As part of their effort to excavate the site of a B-24 crash in the U.K. participants met with Jack Burton, who served as navigator aboard another Liberator in WWII.

Tier 1 (or Core) projects — like the one detailed in this issue at Saratoga — are an ideal entry point for new AVAR participants. No prior experience or working knowledge of archaeological techniques is necessary. Here, they work as part of a large team of veterans alongside the full spectrum of AVAR specialists, who can assess an individual participant’s physical and psychological needs. Participants receive one-on-one mentoring to establish their goals for the project and how they can use their time to build applicable real-world skills they can use long after leaving the field. These projects are ideal for veterans who are still becoming accustomed to civilian life, who want to recapture some spirit of their time in uniform while discovering tangible ways they can use existing skills to further a cause. Emphasis is placed on providing a strong foundation in archaeological tech-niques, including cutting-edge technologies, under the guidance of recognized technical experts who are present at every stage of the expedition. All Tier 1 projects have been located in the United States, but Saratoga was the organization’s first opportunity to dig on an American battlefield; previous sites include the Shaker settlement at Mount Lebanon, N.Y.

Some participants may wish to only join Tier 1 projects, but those who show deep interest in the field of archaeology and the AVAR mission may move on to Tier 2. These recon excavations place veterans in more exotic locations — often outside the United States — based on their specific interests and abilities. AVAR incorporates cultural immersion activities into these excavations, so that our veterans build friendships with our host country partners while they act as ambassadors for the United States military veteran community.  Recon excavations prioritize skills progression, exposure to new cultures and development of expertise in peer support. After completing the Saratoga project in June 2019, the AVAR team went to the United Kingdom in September to work alongside numerous partners, including the U.S. Department of Defense POW/MIA Accounting Agency, to excavate the site of a 1944 B-24 aircraft crash. Another team joined the Beit Lehi Regional Project in Israel, in partnership with Hebrew University, the Israel Antiquities Authority, and the Beit Lehi Foundation.

In Fall 2019, two experienced AVAR participants received placement on a project with the Beit Lehi Foundation in Israel.

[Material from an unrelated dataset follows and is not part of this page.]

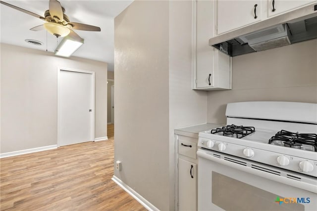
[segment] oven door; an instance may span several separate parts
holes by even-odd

Finally, Tier 3 (Solo) projects more fully integrate experienced AVAR veterans into the broader archaeological community by providing competitive scholarships to participate in projects of their own choosing. Those at this level have shown themselves capable of functioning without AVAR’s support and showcase the special skills that veterans bring onto a dig team. By funding their independent work, AVAR is giving these veterans a significant advantage in their pursuit of archaeology as a career or hobby, and welcoming them to a new phase in the AVAR community, where they become mentors to those beginning their journey in rehabilitation archaeology. In 2019, AVAR sent two accomplished diggers to assist at the Crow Canyon Archaeological Center in Colorado and another to Tel Abel Beth Maacah, Israel.